Gron.: Grodegast.
1. Gemeente in de provincie Groningen in het Westerkwartier ten Z. van het Van Starkenborghkanaal langs de grens met Friesland; opp. 87,98 km2 met 11.531 inwoners (1998). Bij de gemeentelijke herindeling van 1990 werd zij uitgebreid met de gemeente Oldekerk. Omvat de volgende dorpen en gehuchten:
a. in de voormalige gemeente Grootegast: Grootegast, Doezum, Kornhorn, Lutjegast, Opende, Sebaldeburen, Dorp, Eibersburen, De Jouwer, Kuzemerbalk, Peebos, De Snipperij, Topweer, Westerhorn (ged.) en Westerzand;
b. in de voormalige gemeente Oldekerk: Oldekerk, Niekerk, Eekeburen, Faan, Kuzemer, Oosterzand en De Wijk.
Bij de gemeenteraadsverkiezingen van maart 1998 was de uitslag: CDA 42,2%, PVDA 24,9%, GPV/RPF 19,4% en VVD 13,5%. De vijftien raadszetels werden als volgt verdeeld: CDA zes, PVDA vier, GPV/RPF drie en VVD twee. Het gemeentebestuur zetelt in Grootegast.
2. Hoofddorp van de gelijknamige gemeente, halverwege Groningen-Drachten ten N. van rijksweg A7. Ten N. van de plaats ligt de Grootegastermolenpolder, in het O. begrensd door de Grootegastertocht; deze loopt van Grootegast naar het Van Starkenborghkanaal. Na de aanleg van het Hoendiep in 1654-1656 en na het graven van de Grootegastertocht kreeg het dorp een haven en een verbinding over water met de stad Groningen. De vervening van de gebieden ten Z. van het dorp vond plaats van 1750 tot ongeveer 1825. De hervormde kerk is een kleine, in de 17de eeuw gebouwde en in 1829 verbouwde kerk. Enkele poldermolens, w.o. ‘De Eendracht’ bij genoemde tocht. In de 17de eeuw stond bij Grootegast de borg Feringa, een weinig beduidend gebouw dat rond 1745 werd afgebroken.
In 1929 speelde hier de geruchtmakende zaak Wijkstra. Op 18 januari schoot IJe Wijkstra vier veldwachters dood, omdat zij de vrouw met wie hij samenleefde wegens verwaarlozing van haar kinderen kwamen ophalen.
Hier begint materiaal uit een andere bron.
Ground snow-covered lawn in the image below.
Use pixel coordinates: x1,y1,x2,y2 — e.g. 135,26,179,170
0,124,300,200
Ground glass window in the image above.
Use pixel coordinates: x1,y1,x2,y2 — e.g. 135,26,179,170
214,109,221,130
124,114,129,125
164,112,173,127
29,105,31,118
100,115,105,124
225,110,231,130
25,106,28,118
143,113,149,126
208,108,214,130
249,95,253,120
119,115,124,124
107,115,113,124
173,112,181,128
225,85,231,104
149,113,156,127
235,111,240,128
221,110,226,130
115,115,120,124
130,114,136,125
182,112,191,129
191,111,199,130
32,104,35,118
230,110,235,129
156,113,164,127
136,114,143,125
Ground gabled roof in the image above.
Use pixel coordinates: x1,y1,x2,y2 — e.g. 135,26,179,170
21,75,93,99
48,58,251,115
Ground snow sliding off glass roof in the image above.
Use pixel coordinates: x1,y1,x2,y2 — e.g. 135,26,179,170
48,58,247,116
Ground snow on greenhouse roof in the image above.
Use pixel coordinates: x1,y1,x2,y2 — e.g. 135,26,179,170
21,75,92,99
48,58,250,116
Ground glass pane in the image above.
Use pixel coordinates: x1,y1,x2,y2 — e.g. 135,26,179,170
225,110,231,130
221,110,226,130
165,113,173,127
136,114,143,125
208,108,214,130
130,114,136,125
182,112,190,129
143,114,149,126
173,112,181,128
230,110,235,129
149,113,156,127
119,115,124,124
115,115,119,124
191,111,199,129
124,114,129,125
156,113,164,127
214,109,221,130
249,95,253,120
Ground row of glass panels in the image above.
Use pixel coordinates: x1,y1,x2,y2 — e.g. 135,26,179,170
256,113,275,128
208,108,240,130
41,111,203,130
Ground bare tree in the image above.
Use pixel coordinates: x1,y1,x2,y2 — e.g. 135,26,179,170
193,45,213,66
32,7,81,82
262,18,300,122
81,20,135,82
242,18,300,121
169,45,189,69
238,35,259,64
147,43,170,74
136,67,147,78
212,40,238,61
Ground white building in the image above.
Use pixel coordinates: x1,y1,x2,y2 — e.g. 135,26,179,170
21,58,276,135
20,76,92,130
Grootegast heeft het Abel Tasman Kabinet, met een permanente tentoonstelling over de in Lutjegast geboren ontdekkingsreiziger Abel Tasman.
In de 16de-17de eeuw Grote Gast, Groote Garst, Grootegast. Gast = geest, zandgrond; groote ten opzichte van lutje (Lutjegast).
Schimpnaam voor de inwoners: Woldjeprikkers.
Lit.: G. Ligterink, Tussen Hunze en Lauwers (3de herz. dr.; Leek 1989) 316-327; Formsma. Ommelander borgen en steenhuizen, 147-148; Uw huidige woonplaats toen (Grootegast 1974); R. Pantjes, Grootegast in oude ansichten (Zaltbommel 1971).